Bowman XRF analizörleri, malzeme kalınlığı ve kompozisyon analizi için X-ışını floresan teknolojisini kullanır. X-ışını, Alman fizikçi Wilhelm Rontgen tarafından 1895'te keşfedildi. Filminin “X-ışını” nı açığa çıkarmasına neden olan bilinmeyen ışık kaynağını aradı ve keşfini elinin bir X ışını görüntüsüyle yayınladı.

Bugün, röntgen ışınının ultraviyole ve gama ışınları arasında bir frekans ile bir elektromanyetik radyasyon şekli olduğu bilinmektedir. X ışınlarının çoğu,0.01 ile 10 nanometreleri arasında, Şekil 1'de gösterildiği gibi, frekansı alçaktan yükseğe doğru düzenlenmiş bir dalga boyuna sahiptir.

Şekil 1

Wilhelm Conrad Roentgen,1901'de ilk Nobel Fizik Ödülü'nü aldı.

X ışını ayrıca bir parçacık (Foton) olarak tanımlanabilir ve bir enerji birimi eV kullanılarak tarif edilir. Enerji birimi ve dalga boyu birimi değiştirilebilir. Bu nedenle, X ışını hem bir dalga hem de bir parçacıktır. Bu, X-ışını özelliklerini anlamada önemli bir kavramdır.

X ışınları, bir elektronun veya bir başka yüklü partikülün sapması olan Bremsstrahlung tarafından üretilebilir. Bir X-ışını tüpünün içinde, elektronlar hedef malzemeye hızlandırılır. Darbenin ardından elektronların kinetik enerjisi X ışınlarına ve ısıya aktarılır.
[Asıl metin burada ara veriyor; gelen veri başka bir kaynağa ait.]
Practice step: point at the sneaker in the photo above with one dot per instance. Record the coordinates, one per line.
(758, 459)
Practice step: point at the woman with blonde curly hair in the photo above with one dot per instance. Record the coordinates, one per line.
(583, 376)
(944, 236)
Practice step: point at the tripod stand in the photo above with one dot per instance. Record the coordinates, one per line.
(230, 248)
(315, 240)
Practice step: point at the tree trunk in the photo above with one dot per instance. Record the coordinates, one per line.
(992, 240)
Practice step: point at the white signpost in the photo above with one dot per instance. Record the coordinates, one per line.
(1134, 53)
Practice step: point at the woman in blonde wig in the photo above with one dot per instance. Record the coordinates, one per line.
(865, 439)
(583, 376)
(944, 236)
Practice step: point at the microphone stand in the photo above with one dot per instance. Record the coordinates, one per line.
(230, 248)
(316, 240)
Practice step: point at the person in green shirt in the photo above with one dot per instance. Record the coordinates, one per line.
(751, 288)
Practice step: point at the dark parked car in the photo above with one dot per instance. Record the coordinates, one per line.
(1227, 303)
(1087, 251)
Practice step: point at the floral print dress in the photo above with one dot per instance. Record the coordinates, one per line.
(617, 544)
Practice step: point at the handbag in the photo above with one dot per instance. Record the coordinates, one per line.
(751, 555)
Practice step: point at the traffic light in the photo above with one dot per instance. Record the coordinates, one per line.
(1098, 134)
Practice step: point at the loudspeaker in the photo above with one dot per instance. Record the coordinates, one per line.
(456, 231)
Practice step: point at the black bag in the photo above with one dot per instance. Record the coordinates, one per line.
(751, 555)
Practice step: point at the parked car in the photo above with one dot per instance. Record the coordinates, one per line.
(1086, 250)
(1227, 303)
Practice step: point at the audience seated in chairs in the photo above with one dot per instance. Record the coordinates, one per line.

Dalga özelliklerinin fotoelektrik etkiyi açıklayamadığını not etmek ilginçtir. Albert Einstein ve Max Planck, ışığın bir dalga gibi davranmadığını, aksine belirli bir enerji içeriğine sahip ayrık “paketler” gibi davrandıklarını önerdi. Yıllar sonra, Amerikalı kimyager Gilbert Lewis ışık paketlerinin fotonlarını seçti. Ancak Amerikalı fizikçi Arthur Compton, X-ışını saçılmasını keşfettiğinde insanlar 1923'e kadar Einstein'ın teorisi hakkında şüpheci kaldılar. Grafiti X-ışınları ile bombaladı ve saçılan X-ışınının daha az enerjiye sahip olduğunu buldu. Fenomene, Einstein-Planck teorisi tarafından açıklanan Compton saçılması adı verildi. Bir elektronla çarpışma sırasında, bir X ışını gibi bir parçacık momentumunun bir kısmını elektrona aktarır ve sonuç olarak X ışını farklı bir yönde saptırılır ve daha az enerji ve farklı bir dalga boyu ile yayılır.

Wilhelm Roentgen
1845 - 1923

Einstein-Planck teorisi Compton saçılımını açıklarken, bir problem var. Momentuma sahip olmak için, bir fotonun kütle olması gerekir, çünkü klasik fizikteki momentum tanımı kütle çarpı hızıdır. Fakat bir fotonun kütlesi yoktur. Cevap, temel anlamda enerjinin ve kütlenin eşdeğer ve değiştirilebilir olduğunu öne süren Einstein'dan geldi. Kavramını ünlü ilişkide E = MC2 olarak formüle etti. Yıllar sonra, Einstein fotoelektrik teorisi için Nobel fiziği ödülünü aldı.

X ışını floresansı, fotoelektrik etkileşim ile ilgilidir. Fotoelektrik etkileşim meydana geldiğinde, bir elektron yörüngesinden fırlayarak bir boşluk yaratır. Daha yüksek enerji yörüngelerinden gelen elektronlar bu boşluğu doldurmak için hareket edebilir. İki yörünge arasındaki enerji farkı, floresans X-ışınları, yani ikincil X-ışınları olarak salınır. Her elementten floresans X-ışını bir imza enerjisine sahiptir ve buna karakteristik X-ışını denir.